A major contribution is the explicit connection between the integer ACD problem and noisy multivariate polynomial reconstruction. Given m polynomials g_i(z) evaluated at n points with some corrupted values, the task of recovering the original polynomials is shown to be equivalent to finding a large approximate common divisor of a polynomial N(z) and a set of approximations f_i(z). Theorem 3 gives the polynomial analogue of Theorem 1, and Theorem 4 applies this to Parvaresh‑Vardy and Guruswami‑Rudra codes, providing a lattice‑based proof of their list‑decoding radii. In the polynomial setting the lattice reduction is more effective, allowing the independence hypothesis to be avoided for certain code constructions.
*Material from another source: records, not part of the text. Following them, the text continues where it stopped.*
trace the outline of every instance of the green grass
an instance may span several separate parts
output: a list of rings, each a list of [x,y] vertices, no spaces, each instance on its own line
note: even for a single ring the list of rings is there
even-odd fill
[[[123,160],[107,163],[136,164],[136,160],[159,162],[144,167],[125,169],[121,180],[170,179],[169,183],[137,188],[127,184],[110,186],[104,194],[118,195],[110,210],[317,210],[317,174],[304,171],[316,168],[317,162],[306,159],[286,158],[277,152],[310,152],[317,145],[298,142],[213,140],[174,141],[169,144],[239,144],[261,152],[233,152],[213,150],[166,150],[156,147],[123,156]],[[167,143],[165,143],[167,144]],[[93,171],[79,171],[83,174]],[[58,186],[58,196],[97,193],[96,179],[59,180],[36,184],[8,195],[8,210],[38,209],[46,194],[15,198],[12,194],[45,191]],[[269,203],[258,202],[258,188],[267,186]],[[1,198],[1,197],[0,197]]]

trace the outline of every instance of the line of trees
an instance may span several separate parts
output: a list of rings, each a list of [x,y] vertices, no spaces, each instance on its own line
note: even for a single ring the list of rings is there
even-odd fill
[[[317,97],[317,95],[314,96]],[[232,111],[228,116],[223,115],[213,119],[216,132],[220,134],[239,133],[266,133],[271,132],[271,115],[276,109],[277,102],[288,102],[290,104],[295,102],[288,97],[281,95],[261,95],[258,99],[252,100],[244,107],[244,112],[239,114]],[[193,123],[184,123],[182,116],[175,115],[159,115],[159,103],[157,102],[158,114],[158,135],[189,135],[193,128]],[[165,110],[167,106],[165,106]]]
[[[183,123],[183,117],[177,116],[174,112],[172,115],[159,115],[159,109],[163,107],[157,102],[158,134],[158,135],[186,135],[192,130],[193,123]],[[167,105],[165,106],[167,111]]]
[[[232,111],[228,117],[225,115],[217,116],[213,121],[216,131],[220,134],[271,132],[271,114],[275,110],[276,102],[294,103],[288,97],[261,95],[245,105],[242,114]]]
From a cryptographic perspective, the authors analyze the security assumption underlying the fully homomorphic encryption scheme of van Dijk, Gentry, Halevi, and Vaikuntanathan. They observe that if lattice reduction could achieve an approximation factor 2^{(dim L)^ε} with ε<2/3 for the specific lattices arising in the ACD problem, the suggested parameters of the scheme would be broken. Thus the hardness of the multivariate ACD problem directly translates into concrete security margins for the scheme.

The authors implement their algorithm and report that it performs significantly better in practice than the theoretical bounds predict. The error tolerance is larger, and the running time improves by orders of magnitude when the number of samples m grows, making the approach practical for both cryptographic attacks and coding‑theoretic decoding.

In summary, the paper provides (1) a rigorous multivariate lattice‑based analysis of the Approximate Common Divisor problem, (2) a bridge between integer ACD and noisy multivariate polynomial reconstruction, (3) new lattice‑based proofs of list‑decoding radii for advanced algebraic codes, and (4) concrete implications for the security of fully homomorphic encryption. The work highlights how advances in lattice reduction directly affect both cryptanalysis and coding theory, and it opens avenues for future research on improving lattice algorithms or applying the multivariate ACD framework to other cryptographic primitives.